The border isn’t just something you cross. It’s something that can speak for you.



Who Gets to Move—and Why


Back in Copenhagen, in one of my classes, we learned about the idea that Denmark’s welfare state was built for a “homogeneous” society. Immigration, we were told, complicated that foundation. One phrase stuck with me: “It is the host, not the guests, who decides the menu.” At first, it sounded harmless—almost like common sense. But the more I sat with it, the more unsettling it became. Because what does it mean to always be a “guest”? To be tolerated, perhaps even welcomed—but only conditionally?


This question followed me beyond the classroom. It shaped how I interpreted everything: from policies restricting asylum seekers to conversations with migrants in Copenhagen, to our visit to a deportation center where rejected asylum seekers are left in limbo. I remember standing outside that center after listening to our host describe how Denmark had broken someone who had survived one of the most brutal prisons in Syria. He looked like my father. And suddenly, the distance between “them” and “me” collapsed.



The Illusion of Choice


Technically, I had choices. I could apply to graduate school in Denmark. I could build a career there. I could become the kind of migrant that states want: educated, skilled, legible. But that realization came with discomfort. Because the more I learned, the more I understood that mobility is not simply about ambition or hard work. It is filtered—quietly but powerfully—through ideas of worthiness. Who has the “right” passport? Who looks like they belong? Who can prove their value?

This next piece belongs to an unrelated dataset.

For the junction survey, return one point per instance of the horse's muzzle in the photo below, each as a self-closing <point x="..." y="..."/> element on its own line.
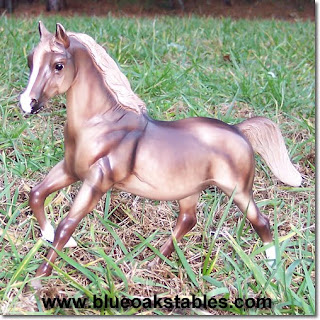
<point x="36" y="106"/>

And perhaps most importantly: who gets to move without having to justify their existence?


I began to see my own mobility differently—not as a neutral opportunity, but as something shaped by the same system that restricts others.



What We Don’t Hear


One of the things that frustrated me most during our study tour was how rarely we heard directly from people still going through the asylum process. We listened to experts, lawyers, humanitarian workers—people who do important work. But the voices of those most affected were often missing, or filtered. And when we did hear from refugees, it was often from those whose lives had already stabilized—those who had, in some way, “made it.”


Why is that? Why is it easier to listen to people once their stories are complete?


It made me wonder how much knowledge exists within these journeys that we never take seriously. How many systems, strategies, and forms of expertise remain invisible because they don’t come from institutions we recognize.


The Borders We Carry


What stayed with me most from this semester wasn’t just what I learned about policies or migration systems. It was what I learned about perception—my own, and others’.

That moment in Lesvos, when a stranger told me I looked like “one of them,” forced me to confront something uncomfortable: the boundaries I thought I was studying were also shaping me. Not just how others see me, but how I see others.


It is easy to critique borders when they appear as walls or laws. It is harder to recognize the quieter ones, the ones that determine whose voice we trust, whose story we listen to, and who we subconsciously see as “like us.”


So Why Not Denmark?


People often ask whether I would go back to Denmark, whether I would build a life there. The honest answer is complicated. I didn’t dislike it. In many ways, I loved my time there. But what I gained from that experience was not just appreciation—it was awareness. Awareness of how belonging can be conditional. Of how openness can be selective. Of how systems that appear fair can still exclude.

And once you see that, it’s difficult to unsee.


Final Thought


That man in Lesvos probably doesn’t remember me. But I remember what he said.

Because in a single sentence, he collapsed the distance I thought existed between observer and subject, student and migrant, “us” and “them.” And maybe that’s the most important thing I learned: The border is not always something we encounter. Sometimes, it’s something we carry.